The precipitous drop may confirm research by several leading economists that many foreclosure-saturated markets are beginning to stabilize despite the backlog of properties in the foreclosure pipeline. Alex Villacorta, Clear Capital’s director of Research & Analytics, said the increased stability is occurring in the markets they have studied despite a backlog of foreclosures in the of properties in the foreclosure pipeline . In a study of Florida markets, Villacorta found modest improvement in distressed home sale prices across all price tiers and declining levels of distressed sales as a percentage of total sales. A recovery in the distressed segment, regardless of the magnitude, creates a resistance to downward movement across all price tiers.
“Some places, like many Florida markets, have bottomed out. Elsewhere, there are so many variables I don’t see foreclosures all hitting at once. Rather, it will be a flat economy with foreclosures siphoned into markets over an extended period of time,” Tom O’Grady, chief executive officer of Pro-Teck Valuation Services in Waltham, MA said recently.

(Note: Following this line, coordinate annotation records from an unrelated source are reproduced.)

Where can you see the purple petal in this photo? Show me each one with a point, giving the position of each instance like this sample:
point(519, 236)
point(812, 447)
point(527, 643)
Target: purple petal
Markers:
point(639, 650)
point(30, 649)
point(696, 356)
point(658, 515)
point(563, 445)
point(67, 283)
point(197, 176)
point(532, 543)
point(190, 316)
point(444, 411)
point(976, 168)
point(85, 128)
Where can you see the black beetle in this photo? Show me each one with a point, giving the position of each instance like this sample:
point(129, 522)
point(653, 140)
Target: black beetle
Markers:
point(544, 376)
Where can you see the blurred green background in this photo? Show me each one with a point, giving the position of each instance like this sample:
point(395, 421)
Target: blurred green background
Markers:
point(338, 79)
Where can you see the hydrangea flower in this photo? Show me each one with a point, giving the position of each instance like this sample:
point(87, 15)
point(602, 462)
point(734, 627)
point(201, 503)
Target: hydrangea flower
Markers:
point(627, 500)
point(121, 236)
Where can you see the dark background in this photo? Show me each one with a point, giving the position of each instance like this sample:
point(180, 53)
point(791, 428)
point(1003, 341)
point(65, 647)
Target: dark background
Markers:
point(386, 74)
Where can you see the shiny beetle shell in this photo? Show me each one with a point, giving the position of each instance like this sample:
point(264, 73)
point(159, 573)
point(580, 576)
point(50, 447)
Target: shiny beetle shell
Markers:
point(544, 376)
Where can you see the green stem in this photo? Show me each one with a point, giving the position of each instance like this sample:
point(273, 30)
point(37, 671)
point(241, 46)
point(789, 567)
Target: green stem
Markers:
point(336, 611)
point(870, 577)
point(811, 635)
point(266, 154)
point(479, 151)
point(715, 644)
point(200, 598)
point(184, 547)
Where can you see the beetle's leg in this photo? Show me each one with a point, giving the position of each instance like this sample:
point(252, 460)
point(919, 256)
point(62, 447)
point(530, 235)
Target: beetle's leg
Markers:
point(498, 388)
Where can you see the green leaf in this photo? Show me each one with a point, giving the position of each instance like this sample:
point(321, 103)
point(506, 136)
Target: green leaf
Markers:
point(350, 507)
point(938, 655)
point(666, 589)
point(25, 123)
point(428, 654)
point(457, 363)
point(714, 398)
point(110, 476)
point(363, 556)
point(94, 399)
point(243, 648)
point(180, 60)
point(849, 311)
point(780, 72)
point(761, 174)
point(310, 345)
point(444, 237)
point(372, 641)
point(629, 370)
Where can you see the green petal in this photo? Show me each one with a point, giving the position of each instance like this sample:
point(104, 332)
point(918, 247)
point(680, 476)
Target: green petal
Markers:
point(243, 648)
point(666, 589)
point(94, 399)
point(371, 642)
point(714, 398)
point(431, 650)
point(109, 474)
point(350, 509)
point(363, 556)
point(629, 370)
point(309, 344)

The greatest REO discounts in the fourth quarter occurred in markets that also saw a year over year increase in foreclosures. They also occurred generally in the Midwest and Northeast. Not one of the top ten markets for foreclosure price discounts was in the “sand” states where foreclosures have been greatest. In fact, the market with the greatest discount was Milwaukee, where REO sales rose 14.47 percent during the year and the average discount was 57 percent in the fourth quarter. Second was Philadelphia, which experienced an 8.14 percent rise in REO sales and a 52.51 percent discount. In the Boston market, discounts reached 50.92 percent as REO sales grew 9.50 percent year over year. Chicago had a discount rate of 49.71 percent and a 23.17 increase in REO sales. Atlanta had a discount rate of 48.12 percent and an 11.77 increase in REOs.
Among states, Missouri had the greatest discount, at 67.83 percent, followed by Massachusetts at 52.44 percent, Rhode Island at 51.72 percent and Connecticut at 49.51 percent. By contrast, Arizona registered an average discount of only 23.14 percent, Florida has a discount rate of 30.62 percent and California had a rate of 43.46 percent.
REOs sold for an average of $149,686 in the fourth quarter, up 2 percent from the previous quarter but down 2 percent from the fourth quarter of 2010. The average sales price of a bank-owned home in the fourth quarter was 36 percent below the average sales price of a non-foreclosure home, while the discount on bank-owned homes for the entire year was 40 percent.